Machine Learning & AI

xgboost

For years, this was the not-so-secret weapon behind nearly every winning data science competition entry.

Install it: pip install xgboost

What does it do?

XGBoost builds predictions by stacking together hundreds of small, imperfect decision trees, where each new tree focuses on correcting the mistakes of the ones before it. It’s especially good with the kind of data that lives in spreadsheets and databases, rows and columns of numbers, rather than images or text. The result is often startlingly accurate predictions with relatively little tuning. It’s the reason gradient boosting went from an obscure statistics term to something startups list as a core technology.

See it in action

This code loads a sample dataset of flowers, trains a prediction model to tell the flower types apart, and then has it guess the type of a few flowers.

import xgboost as xgb
from sklearn.datasets import load_iris

X, y = load_iris(return_X_y=True)
model = xgb.XGBClassifier()
model.fit(X, y)
print(model.predict(X[:5]))

Why would a non-developer care?

If a company predicts which customers will cancel a subscription, which loan applicants might default, or which ad you’re most likely to click, there’s a good chance a gradient boosting model like this is quietly doing that math. It matters because it consistently delivers strong, practical accuracy on the everyday tabular data businesses actually have, not the exotic images or text that get more headlines.

Real-world examples

XGBoost became famous for dominating Kaggle machine learning competitions throughout the mid-2010s, often appearing in the winning solution regardless of the problem. It’s widely used in finance for credit risk scoring and in e-commerce for churn and recommendation models. Without tools like it, teams would rely on slower, less accurate traditional statistical models for these everyday business predictions.

Who uses it

Data scientists working with structured business data in finance, insurance, and e-commerce, plus competitive machine learning practitioners.
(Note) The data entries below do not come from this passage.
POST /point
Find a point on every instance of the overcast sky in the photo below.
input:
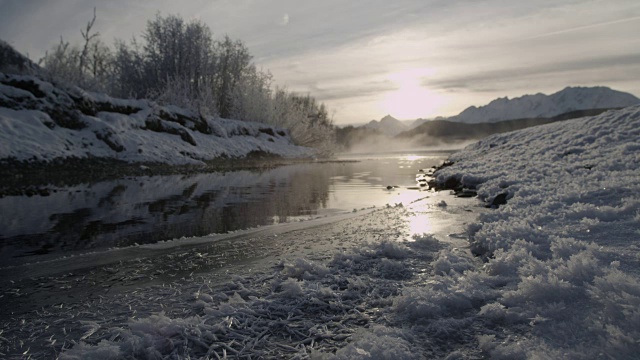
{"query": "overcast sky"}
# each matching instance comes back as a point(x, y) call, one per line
point(369, 58)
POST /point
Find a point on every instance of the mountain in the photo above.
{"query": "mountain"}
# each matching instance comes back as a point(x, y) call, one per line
point(547, 106)
point(388, 125)
point(450, 131)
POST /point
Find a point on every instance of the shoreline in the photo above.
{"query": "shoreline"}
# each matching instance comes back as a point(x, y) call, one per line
point(249, 254)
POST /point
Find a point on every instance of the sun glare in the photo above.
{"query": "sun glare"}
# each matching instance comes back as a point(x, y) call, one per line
point(411, 100)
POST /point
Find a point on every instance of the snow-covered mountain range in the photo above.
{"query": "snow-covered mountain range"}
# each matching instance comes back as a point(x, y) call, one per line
point(541, 105)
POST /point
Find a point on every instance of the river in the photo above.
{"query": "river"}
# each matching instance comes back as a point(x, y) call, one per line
point(143, 210)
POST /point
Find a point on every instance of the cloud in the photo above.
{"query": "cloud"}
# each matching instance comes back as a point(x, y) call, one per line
point(285, 20)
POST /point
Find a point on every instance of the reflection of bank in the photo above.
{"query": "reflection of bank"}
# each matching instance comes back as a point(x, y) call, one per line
point(142, 210)
point(150, 209)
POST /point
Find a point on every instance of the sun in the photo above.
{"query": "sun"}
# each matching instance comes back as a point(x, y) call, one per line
point(411, 100)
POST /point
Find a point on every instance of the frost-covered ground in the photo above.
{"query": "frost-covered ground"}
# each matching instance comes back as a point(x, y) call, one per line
point(41, 121)
point(286, 291)
point(562, 271)
point(557, 277)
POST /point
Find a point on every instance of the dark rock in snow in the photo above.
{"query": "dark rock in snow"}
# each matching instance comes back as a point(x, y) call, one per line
point(500, 199)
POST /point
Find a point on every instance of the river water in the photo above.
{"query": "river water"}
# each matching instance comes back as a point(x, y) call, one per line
point(139, 210)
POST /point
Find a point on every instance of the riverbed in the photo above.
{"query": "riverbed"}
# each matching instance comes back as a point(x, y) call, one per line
point(60, 300)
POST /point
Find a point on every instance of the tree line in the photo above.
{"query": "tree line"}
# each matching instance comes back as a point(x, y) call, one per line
point(178, 62)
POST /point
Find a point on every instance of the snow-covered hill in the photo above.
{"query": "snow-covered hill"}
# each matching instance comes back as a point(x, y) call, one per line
point(561, 277)
point(388, 125)
point(40, 121)
point(541, 105)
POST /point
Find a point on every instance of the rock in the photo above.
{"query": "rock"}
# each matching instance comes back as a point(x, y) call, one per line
point(500, 199)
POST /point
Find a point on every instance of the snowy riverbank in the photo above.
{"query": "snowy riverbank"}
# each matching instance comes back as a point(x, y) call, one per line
point(43, 122)
point(557, 276)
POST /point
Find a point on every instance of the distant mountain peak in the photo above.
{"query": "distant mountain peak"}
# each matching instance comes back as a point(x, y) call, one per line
point(541, 105)
point(388, 125)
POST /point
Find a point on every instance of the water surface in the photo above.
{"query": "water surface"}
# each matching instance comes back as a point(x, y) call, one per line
point(137, 210)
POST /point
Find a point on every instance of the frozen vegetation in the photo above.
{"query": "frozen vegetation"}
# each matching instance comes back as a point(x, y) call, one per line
point(40, 121)
point(553, 273)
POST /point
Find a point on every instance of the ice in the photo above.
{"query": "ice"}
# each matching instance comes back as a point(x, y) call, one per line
point(553, 273)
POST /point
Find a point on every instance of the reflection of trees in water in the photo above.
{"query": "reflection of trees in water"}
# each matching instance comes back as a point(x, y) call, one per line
point(150, 209)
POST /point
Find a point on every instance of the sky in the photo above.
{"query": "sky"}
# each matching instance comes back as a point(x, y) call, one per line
point(368, 58)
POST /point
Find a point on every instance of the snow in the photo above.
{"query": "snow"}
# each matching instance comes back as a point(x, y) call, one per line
point(28, 133)
point(541, 105)
point(556, 272)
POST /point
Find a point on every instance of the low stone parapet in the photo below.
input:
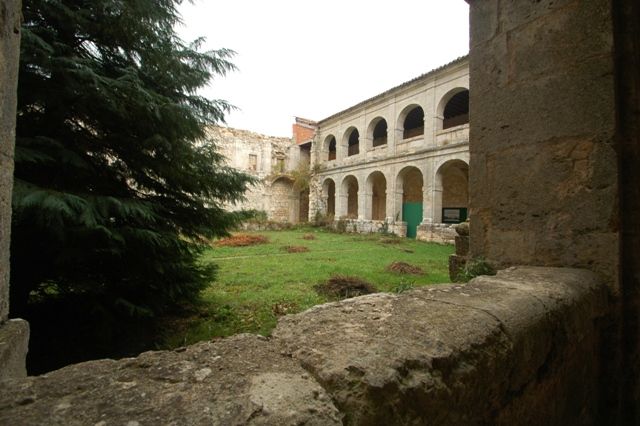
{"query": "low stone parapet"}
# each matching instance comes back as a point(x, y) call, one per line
point(521, 347)
point(436, 232)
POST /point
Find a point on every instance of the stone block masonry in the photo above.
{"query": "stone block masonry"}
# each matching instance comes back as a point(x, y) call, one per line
point(542, 96)
point(524, 344)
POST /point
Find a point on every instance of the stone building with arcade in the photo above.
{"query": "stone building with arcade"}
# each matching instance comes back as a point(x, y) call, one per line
point(398, 161)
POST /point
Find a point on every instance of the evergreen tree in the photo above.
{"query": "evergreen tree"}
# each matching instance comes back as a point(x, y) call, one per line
point(116, 187)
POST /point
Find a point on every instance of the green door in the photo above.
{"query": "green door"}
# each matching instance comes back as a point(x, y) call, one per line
point(412, 214)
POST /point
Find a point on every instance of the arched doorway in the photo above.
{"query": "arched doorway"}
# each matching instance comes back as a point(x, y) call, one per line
point(410, 181)
point(329, 194)
point(454, 108)
point(377, 191)
point(350, 189)
point(413, 123)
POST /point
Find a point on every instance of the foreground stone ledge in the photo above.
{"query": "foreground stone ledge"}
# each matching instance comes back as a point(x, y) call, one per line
point(237, 381)
point(520, 347)
point(14, 344)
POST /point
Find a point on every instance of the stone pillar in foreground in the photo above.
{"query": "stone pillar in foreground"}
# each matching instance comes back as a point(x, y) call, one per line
point(14, 334)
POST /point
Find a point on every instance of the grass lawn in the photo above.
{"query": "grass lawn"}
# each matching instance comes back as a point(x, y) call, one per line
point(258, 283)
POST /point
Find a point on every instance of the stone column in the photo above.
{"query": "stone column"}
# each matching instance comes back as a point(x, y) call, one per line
point(14, 334)
point(431, 196)
point(342, 201)
point(364, 203)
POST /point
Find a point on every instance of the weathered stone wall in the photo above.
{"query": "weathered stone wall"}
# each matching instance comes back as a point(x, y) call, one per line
point(9, 51)
point(282, 202)
point(543, 162)
point(521, 347)
point(237, 146)
point(455, 188)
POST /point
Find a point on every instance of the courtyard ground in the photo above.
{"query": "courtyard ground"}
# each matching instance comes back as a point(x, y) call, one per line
point(257, 283)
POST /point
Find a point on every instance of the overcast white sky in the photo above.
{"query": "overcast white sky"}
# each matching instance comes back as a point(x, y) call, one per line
point(311, 58)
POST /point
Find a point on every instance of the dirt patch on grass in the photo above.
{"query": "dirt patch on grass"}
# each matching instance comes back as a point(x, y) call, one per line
point(295, 249)
point(405, 268)
point(284, 308)
point(390, 240)
point(242, 240)
point(343, 287)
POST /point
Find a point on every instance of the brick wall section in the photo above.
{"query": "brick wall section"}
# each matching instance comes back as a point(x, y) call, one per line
point(303, 130)
point(543, 178)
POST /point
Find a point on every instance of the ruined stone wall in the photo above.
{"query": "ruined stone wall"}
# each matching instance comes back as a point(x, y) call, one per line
point(238, 146)
point(281, 206)
point(543, 177)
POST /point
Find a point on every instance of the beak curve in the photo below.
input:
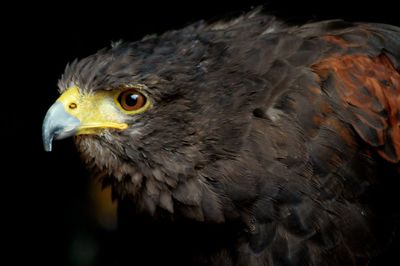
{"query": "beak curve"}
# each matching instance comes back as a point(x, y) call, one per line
point(58, 124)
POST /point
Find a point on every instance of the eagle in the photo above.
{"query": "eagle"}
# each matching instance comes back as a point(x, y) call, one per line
point(244, 141)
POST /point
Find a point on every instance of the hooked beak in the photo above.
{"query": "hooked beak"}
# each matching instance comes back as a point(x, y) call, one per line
point(74, 114)
point(58, 124)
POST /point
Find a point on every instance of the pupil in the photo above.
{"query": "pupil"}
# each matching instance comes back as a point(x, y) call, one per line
point(131, 99)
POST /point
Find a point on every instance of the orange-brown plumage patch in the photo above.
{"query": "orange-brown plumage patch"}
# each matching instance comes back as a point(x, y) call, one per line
point(370, 88)
point(336, 40)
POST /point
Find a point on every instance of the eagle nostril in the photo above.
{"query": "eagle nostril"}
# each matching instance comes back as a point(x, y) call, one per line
point(72, 105)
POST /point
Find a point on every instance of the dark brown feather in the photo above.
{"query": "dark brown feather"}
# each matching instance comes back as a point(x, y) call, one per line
point(266, 145)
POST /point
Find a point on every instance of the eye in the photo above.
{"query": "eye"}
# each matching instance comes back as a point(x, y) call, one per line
point(131, 100)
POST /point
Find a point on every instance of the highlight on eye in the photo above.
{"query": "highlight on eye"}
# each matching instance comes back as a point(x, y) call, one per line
point(131, 100)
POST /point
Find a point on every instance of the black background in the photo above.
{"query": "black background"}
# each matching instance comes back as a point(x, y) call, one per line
point(44, 201)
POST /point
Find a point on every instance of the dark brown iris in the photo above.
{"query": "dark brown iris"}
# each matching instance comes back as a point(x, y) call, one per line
point(131, 100)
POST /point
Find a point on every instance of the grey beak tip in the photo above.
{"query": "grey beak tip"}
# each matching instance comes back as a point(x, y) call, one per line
point(57, 124)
How it compares to alternatives

Its closest rivals are LightGBM, built by Microsoft for speed on very large datasets, and CatBoost, built by Yandex for handling categorical data more gracefully. All three implement the same core idea, gradient boosted trees, but differ in speed, memory use, and how much manual tuning they need.

Fun fact

XGBoost stands for Extreme Gradient Boosting and was originally created by Tianqi Chen as a research project; its dominance in Kaggle competitions around 2015-2016 is widely credited with popularizing gradient boosting as a mainstream technique.